W Nashville w USA, w Sao Paulo w Brazylii i w Bytomiu w Polsce przeprowadza się operacje rozszczepu kręgosłupa u płodów. Ten bardzo trudny zabieg Polacy potrafią przeprowadzić tak dobrze, że lekarzom udaje się doprowadzić ciążę do 9. miesiąca, a dzieci szanse na normalne życie. Rodziny dzieci, których kręgosłupy zoperowano w łonach matek, spotkały się po raz pierwszy, by wymienić się doświadczeniami.
Rozszczep kręgosłupa jest wadą polegającą na nieprawidłowym rozwoju kręgosłupa spowodowanym niezamknięciem kanału kręgowego. Wada ta powstaje około 3 tygodnia ciąży.
Następstwami tej wady mogą być czasami tylko łagodne bóle czy pewne trudności w poruszaniu się powodowane zaburzeniem unerwienia mięśni, ich zmęczeniem lub osłabieniem, ale również tak poważne jak i ich porażenie mogące być powodem całkowitego unieruchomienia.
"Nie chodzi o to, żeby być pierwszym"
W Polsce rocznie aż 500 rodziców dowiaduje się, że ich dziecko ma rozszczep kręgosłupa. Kluczem do skutecznego zniwelowania wady jest jej wczesne wykrycie i możliwość zoperowania jej, kiedy dziecko jest jeszcze w łonie matki. Metodę opracował Amerykanin - Joseph Bruner, który w ciągu ostatnich 14 lat przeprowadził kilkaset takich operacji. - To pomaga uniknąć wodogłowia. Te dzieci chodzą lepiej i mają wyższe IQ - mówi doktor.
Amerykańską metodę do bytomskiego szpitala wprowadził dr Krzysztof Grettka. To jedyny w Europie szpital, który przeprowadza takie zabiegi. - Nie chodzi o to, żeby czuć się, że ktoś jest pierwszym, tylko, żeby wprowadzić coś tutaj, na nasz polski rynek. Wprowadzić jakieś rzeczy, które są nowe i które mogą dawać efekty - mówi ginekolog.

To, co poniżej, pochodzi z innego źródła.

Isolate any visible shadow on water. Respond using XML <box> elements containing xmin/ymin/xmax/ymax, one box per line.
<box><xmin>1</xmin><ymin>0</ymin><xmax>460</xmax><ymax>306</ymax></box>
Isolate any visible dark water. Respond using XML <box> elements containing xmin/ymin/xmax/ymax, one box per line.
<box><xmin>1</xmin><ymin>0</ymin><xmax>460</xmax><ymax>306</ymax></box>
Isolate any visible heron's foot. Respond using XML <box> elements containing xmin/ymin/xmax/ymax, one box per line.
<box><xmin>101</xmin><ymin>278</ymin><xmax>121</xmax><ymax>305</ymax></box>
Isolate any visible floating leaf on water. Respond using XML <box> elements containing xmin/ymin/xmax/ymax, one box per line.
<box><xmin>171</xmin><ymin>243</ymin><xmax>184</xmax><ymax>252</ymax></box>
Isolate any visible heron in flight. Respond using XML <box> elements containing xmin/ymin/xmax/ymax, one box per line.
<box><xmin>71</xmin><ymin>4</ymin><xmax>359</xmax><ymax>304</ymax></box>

Zabieg może być przeprowadzony pod warunkiem, że płód nie ma innych wad i tylko do 26 tyg. ciąży. - To nie jest operacja, która daje 200 procent sukcesu. Trzeba wiedzieć o tym, że w trakcie operacji i już po niej mogą pojawić się pewne komplikacje - przestrzega prof. Anita Olejek, która jako komplikację wymienia wcześniejszy poród.